What is the most San Diego-specific hipster thing you could do?
On balance, our local hipsters are much the same as hipsters in any other urban locale worthy of an Eater Heatmap, an indie film scene, and the occasional song lyric shout out. Even so, the devil is in the details, and knowing your local hipsters requires some subtlety of understanding; sort of like how dogs are all technically canis familiaris, and an alien visiting earth for the first time might reasonably conclude they’re all basically the same thing, but anyone with an ounce of sense wouldn’t mistake an Irish setter for a dachshund.
I think the most San Diego hipster thing anyone can ever do is order a burrito.

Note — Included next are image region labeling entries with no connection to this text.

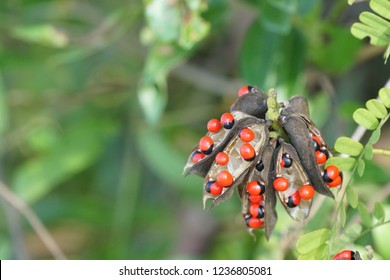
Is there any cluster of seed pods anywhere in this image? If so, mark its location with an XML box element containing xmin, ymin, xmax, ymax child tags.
<box><xmin>184</xmin><ymin>86</ymin><xmax>342</xmax><ymax>238</ymax></box>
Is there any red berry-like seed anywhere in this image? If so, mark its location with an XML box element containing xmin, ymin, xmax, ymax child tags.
<box><xmin>280</xmin><ymin>153</ymin><xmax>292</xmax><ymax>168</ymax></box>
<box><xmin>192</xmin><ymin>152</ymin><xmax>206</xmax><ymax>163</ymax></box>
<box><xmin>217</xmin><ymin>170</ymin><xmax>233</xmax><ymax>187</ymax></box>
<box><xmin>246</xmin><ymin>181</ymin><xmax>265</xmax><ymax>195</ymax></box>
<box><xmin>249</xmin><ymin>203</ymin><xmax>264</xmax><ymax>219</ymax></box>
<box><xmin>246</xmin><ymin>217</ymin><xmax>264</xmax><ymax>229</ymax></box>
<box><xmin>248</xmin><ymin>194</ymin><xmax>264</xmax><ymax>203</ymax></box>
<box><xmin>316</xmin><ymin>150</ymin><xmax>329</xmax><ymax>164</ymax></box>
<box><xmin>333</xmin><ymin>250</ymin><xmax>355</xmax><ymax>260</ymax></box>
<box><xmin>240</xmin><ymin>144</ymin><xmax>256</xmax><ymax>161</ymax></box>
<box><xmin>286</xmin><ymin>191</ymin><xmax>301</xmax><ymax>208</ymax></box>
<box><xmin>249</xmin><ymin>203</ymin><xmax>260</xmax><ymax>217</ymax></box>
<box><xmin>326</xmin><ymin>175</ymin><xmax>343</xmax><ymax>188</ymax></box>
<box><xmin>238</xmin><ymin>86</ymin><xmax>252</xmax><ymax>97</ymax></box>
<box><xmin>198</xmin><ymin>136</ymin><xmax>214</xmax><ymax>155</ymax></box>
<box><xmin>204</xmin><ymin>181</ymin><xmax>223</xmax><ymax>195</ymax></box>
<box><xmin>299</xmin><ymin>185</ymin><xmax>315</xmax><ymax>200</ymax></box>
<box><xmin>240</xmin><ymin>128</ymin><xmax>255</xmax><ymax>142</ymax></box>
<box><xmin>221</xmin><ymin>113</ymin><xmax>234</xmax><ymax>129</ymax></box>
<box><xmin>207</xmin><ymin>119</ymin><xmax>222</xmax><ymax>133</ymax></box>
<box><xmin>215</xmin><ymin>152</ymin><xmax>229</xmax><ymax>165</ymax></box>
<box><xmin>322</xmin><ymin>165</ymin><xmax>340</xmax><ymax>183</ymax></box>
<box><xmin>311</xmin><ymin>134</ymin><xmax>321</xmax><ymax>151</ymax></box>
<box><xmin>273</xmin><ymin>177</ymin><xmax>289</xmax><ymax>192</ymax></box>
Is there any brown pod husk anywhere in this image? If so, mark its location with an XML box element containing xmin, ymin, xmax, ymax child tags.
<box><xmin>282</xmin><ymin>114</ymin><xmax>334</xmax><ymax>198</ymax></box>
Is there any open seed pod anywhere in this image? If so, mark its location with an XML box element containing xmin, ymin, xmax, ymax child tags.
<box><xmin>184</xmin><ymin>86</ymin><xmax>342</xmax><ymax>239</ymax></box>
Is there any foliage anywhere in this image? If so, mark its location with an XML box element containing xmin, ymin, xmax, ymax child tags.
<box><xmin>0</xmin><ymin>0</ymin><xmax>390</xmax><ymax>259</ymax></box>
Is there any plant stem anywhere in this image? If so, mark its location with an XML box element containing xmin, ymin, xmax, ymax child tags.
<box><xmin>372</xmin><ymin>149</ymin><xmax>390</xmax><ymax>157</ymax></box>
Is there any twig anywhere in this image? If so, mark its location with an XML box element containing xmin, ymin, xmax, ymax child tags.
<box><xmin>0</xmin><ymin>181</ymin><xmax>66</xmax><ymax>260</ymax></box>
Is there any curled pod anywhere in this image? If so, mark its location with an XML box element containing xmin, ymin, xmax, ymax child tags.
<box><xmin>281</xmin><ymin>113</ymin><xmax>334</xmax><ymax>198</ymax></box>
<box><xmin>273</xmin><ymin>141</ymin><xmax>312</xmax><ymax>221</ymax></box>
<box><xmin>203</xmin><ymin>117</ymin><xmax>269</xmax><ymax>207</ymax></box>
<box><xmin>239</xmin><ymin>139</ymin><xmax>277</xmax><ymax>239</ymax></box>
<box><xmin>230</xmin><ymin>86</ymin><xmax>268</xmax><ymax>119</ymax></box>
<box><xmin>183</xmin><ymin>112</ymin><xmax>255</xmax><ymax>178</ymax></box>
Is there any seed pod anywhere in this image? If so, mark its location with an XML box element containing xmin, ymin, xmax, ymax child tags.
<box><xmin>230</xmin><ymin>87</ymin><xmax>268</xmax><ymax>119</ymax></box>
<box><xmin>203</xmin><ymin>117</ymin><xmax>269</xmax><ymax>207</ymax></box>
<box><xmin>273</xmin><ymin>141</ymin><xmax>312</xmax><ymax>221</ymax></box>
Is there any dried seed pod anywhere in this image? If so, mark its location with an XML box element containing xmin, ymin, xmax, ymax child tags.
<box><xmin>184</xmin><ymin>86</ymin><xmax>336</xmax><ymax>239</ymax></box>
<box><xmin>230</xmin><ymin>87</ymin><xmax>268</xmax><ymax>119</ymax></box>
<box><xmin>203</xmin><ymin>117</ymin><xmax>269</xmax><ymax>207</ymax></box>
<box><xmin>281</xmin><ymin>114</ymin><xmax>334</xmax><ymax>198</ymax></box>
<box><xmin>273</xmin><ymin>141</ymin><xmax>312</xmax><ymax>221</ymax></box>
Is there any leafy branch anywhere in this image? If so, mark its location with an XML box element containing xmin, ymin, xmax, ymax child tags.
<box><xmin>296</xmin><ymin>88</ymin><xmax>390</xmax><ymax>259</ymax></box>
<box><xmin>348</xmin><ymin>0</ymin><xmax>390</xmax><ymax>61</ymax></box>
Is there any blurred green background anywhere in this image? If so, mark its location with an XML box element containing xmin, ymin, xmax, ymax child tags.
<box><xmin>0</xmin><ymin>0</ymin><xmax>390</xmax><ymax>259</ymax></box>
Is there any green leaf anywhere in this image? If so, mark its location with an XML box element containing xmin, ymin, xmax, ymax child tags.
<box><xmin>0</xmin><ymin>72</ymin><xmax>8</xmax><ymax>135</ymax></box>
<box><xmin>352</xmin><ymin>108</ymin><xmax>379</xmax><ymax>130</ymax></box>
<box><xmin>11</xmin><ymin>24</ymin><xmax>69</xmax><ymax>48</ymax></box>
<box><xmin>260</xmin><ymin>0</ymin><xmax>297</xmax><ymax>34</ymax></box>
<box><xmin>369</xmin><ymin>127</ymin><xmax>381</xmax><ymax>145</ymax></box>
<box><xmin>356</xmin><ymin>158</ymin><xmax>366</xmax><ymax>177</ymax></box>
<box><xmin>351</xmin><ymin>12</ymin><xmax>390</xmax><ymax>46</ymax></box>
<box><xmin>379</xmin><ymin>88</ymin><xmax>390</xmax><ymax>108</ymax></box>
<box><xmin>298</xmin><ymin>244</ymin><xmax>329</xmax><ymax>260</ymax></box>
<box><xmin>345</xmin><ymin>223</ymin><xmax>363</xmax><ymax>240</ymax></box>
<box><xmin>296</xmin><ymin>228</ymin><xmax>331</xmax><ymax>255</ymax></box>
<box><xmin>374</xmin><ymin>201</ymin><xmax>385</xmax><ymax>222</ymax></box>
<box><xmin>346</xmin><ymin>186</ymin><xmax>359</xmax><ymax>209</ymax></box>
<box><xmin>372</xmin><ymin>205</ymin><xmax>390</xmax><ymax>260</ymax></box>
<box><xmin>340</xmin><ymin>203</ymin><xmax>347</xmax><ymax>227</ymax></box>
<box><xmin>145</xmin><ymin>0</ymin><xmax>182</xmax><ymax>42</ymax></box>
<box><xmin>335</xmin><ymin>136</ymin><xmax>363</xmax><ymax>156</ymax></box>
<box><xmin>364</xmin><ymin>143</ymin><xmax>374</xmax><ymax>160</ymax></box>
<box><xmin>366</xmin><ymin>99</ymin><xmax>387</xmax><ymax>119</ymax></box>
<box><xmin>358</xmin><ymin>202</ymin><xmax>372</xmax><ymax>227</ymax></box>
<box><xmin>325</xmin><ymin>157</ymin><xmax>356</xmax><ymax>171</ymax></box>
<box><xmin>370</xmin><ymin>0</ymin><xmax>390</xmax><ymax>20</ymax></box>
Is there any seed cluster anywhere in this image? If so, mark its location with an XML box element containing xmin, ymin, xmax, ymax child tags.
<box><xmin>184</xmin><ymin>86</ymin><xmax>342</xmax><ymax>238</ymax></box>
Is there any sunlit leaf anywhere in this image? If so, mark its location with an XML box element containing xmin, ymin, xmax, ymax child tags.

I realize that requires some explanation.
Say you and your friends go see a band at the Casbah. The band is mostly young guys from LA who moved here because LA’s too harsh; and young girls from the Midwest, who moved here because Wisconsin isn’t harsh enough. However, the drummer is some random older dude who used to be in a band that totally opened for Rocket From the Crypt, like, all the time back in the day. Anyways, the band isn’t very good, but it makes you hungry, so, you stop at a Roberto’s for some late night sustenance. For reasons unknown even to yourself, you find the $7.25 carne asada burrito too expensive for your budget after chipping in for several rounds of $11 Sculpins, so you save $2 and get the shredded beef burrito instead. Eating that burrito, at some unreasonably late hour of the night, beneath the yellow humming glow of a sodium lamp, while some random dude’s stereo pumps Mexican banda music into the darkness, is where hipsterness begins.
If you’ve never experienced that same feeling, can you really even say you’ve hipstered?
Are there any noteworthy fallen hipster idols of whom we should be aware?
There are probably more fallen hipster idols than unfallen idols, because, at least in some way, to be a hipster idol is to herald your own fall. Notwithstanding that particular metatheory, some famous hipsters have fallen in spectacular fashion.
Garrison Keillor helped make NPR cool by paving the way for a generation of hipsters listening to countryfied podcasts and proudly crotcheting their own knitwear. Then he had to go be a terrible person.
Morrissey wrote and sang some of the best pop music of his generation, but every time that guy has opened his mouth since about 2002 I’ve had to turn up the volume on Meat is Murder to drown out whatever mean-spirited nonsense he sad to say.
There was that one time Michael Richards, aka Kramer in the infamous hipster doofus from Seinfeld, went on an insane racist rant. Nothing kicks your sense of self in the jimjams quite like seeing a veritable hipster god debase himself.
In the end, this is actually all for the best. When your heroes turn out to be monsters, or, more commonly, simple asshats, the great things they did before becoming total asshats take on a special significance. We can remember them as way better than they really were, sort of how we remember the 1980s, Crystal Pepsi, and Twin Peaks.